Selon nos sources, l’opposant centrafricain a quitté Bangui dans l’après-midi du 15 août, avant la tombée de la nuit. Karim Meckassoua était accompagné par l’un de ses très proches, son neveu et collaborateur de longue date, Chamsou. Les deux hommes se sont embarqués sur le fleuve Oubangui afin de quitter le territoire centrafricain et d’accoster sur la rive gauche, en RD Congo. 

Or, Karim Meckassoua fait l’objet d’une interdiction de sortie du pays depuis le début de l’année 2021, dans le cadre d’une enquête ouverte par la justice centrafricaine sur la création et les agissements de la Coalition des patriotes pour le changement (CPC, alliance de groupes armés centrafricains coordonnée depuis mars par François Bozizé).  

Si plusieurs des proches de l’opposant nous ont affirmés qu’il s’était finalement rendu au Congo-Brazzaville, l’intéressé, qui nous a brièvement contactés, dément cette information, sans pour autant donner d’autres précisions sur sa géolocalisation actuelle. 

Selon nos sources, Karim Meckassoua s’attendait à être convoqué, dès le 16 août, par un juge d’instruction pour répondre des accusations dont il fait l’objet depuis de nombreux mois, après l’élection présidentielle et l’offensive des groupes armés sur Bangui en début d’année. 

« Mettre une distance » entre Meckassoua et ses accusateurs

Il est en effet soupçonné d’avoir favorisé l’éclosion de la CPC, en complicité avec l’ancien président centrafricain.
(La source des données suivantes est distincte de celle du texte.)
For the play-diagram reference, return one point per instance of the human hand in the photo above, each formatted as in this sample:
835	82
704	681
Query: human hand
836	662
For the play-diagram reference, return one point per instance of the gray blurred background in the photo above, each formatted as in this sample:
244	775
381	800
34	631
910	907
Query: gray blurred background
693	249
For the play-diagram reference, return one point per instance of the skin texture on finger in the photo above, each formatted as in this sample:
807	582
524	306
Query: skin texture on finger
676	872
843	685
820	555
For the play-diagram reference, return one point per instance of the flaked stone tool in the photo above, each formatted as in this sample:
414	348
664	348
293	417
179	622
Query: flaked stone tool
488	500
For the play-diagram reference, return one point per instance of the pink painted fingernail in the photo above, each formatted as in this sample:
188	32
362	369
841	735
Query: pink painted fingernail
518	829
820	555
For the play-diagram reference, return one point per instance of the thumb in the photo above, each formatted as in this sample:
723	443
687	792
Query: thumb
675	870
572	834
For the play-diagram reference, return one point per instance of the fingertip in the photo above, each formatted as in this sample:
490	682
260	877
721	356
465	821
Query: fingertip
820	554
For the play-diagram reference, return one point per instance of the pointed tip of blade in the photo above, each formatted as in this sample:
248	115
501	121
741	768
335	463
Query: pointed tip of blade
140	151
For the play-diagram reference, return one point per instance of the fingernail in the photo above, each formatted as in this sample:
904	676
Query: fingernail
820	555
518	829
Cette accusation (qu’il nie vigoureusement) a été reprise dans un rapport des experts des Nations unies en juin et lui a surtout valu d’être destitué de son poste de député par la Cour constitutionnelle le 12 août dernier. Une décision dont il rejette là aussi le bien-fondé et la validité juridique.

Selon nos informations, il avait l’intention de la contester devant la justice continentale, voire internationale, et notamment devant la Cour africaine des droits de l’homme et des peuples. Son avocate, Me Arlette Sombo Dibele, laquelle affirme ne pas être au courant de la fuite de son client, a indiqué à Jeune Afrique qu’il semblait « préférable de mettre une distance » entre lui et ses accusateurs, « compte tenu de l’arbitraire ambiant » à Bangui.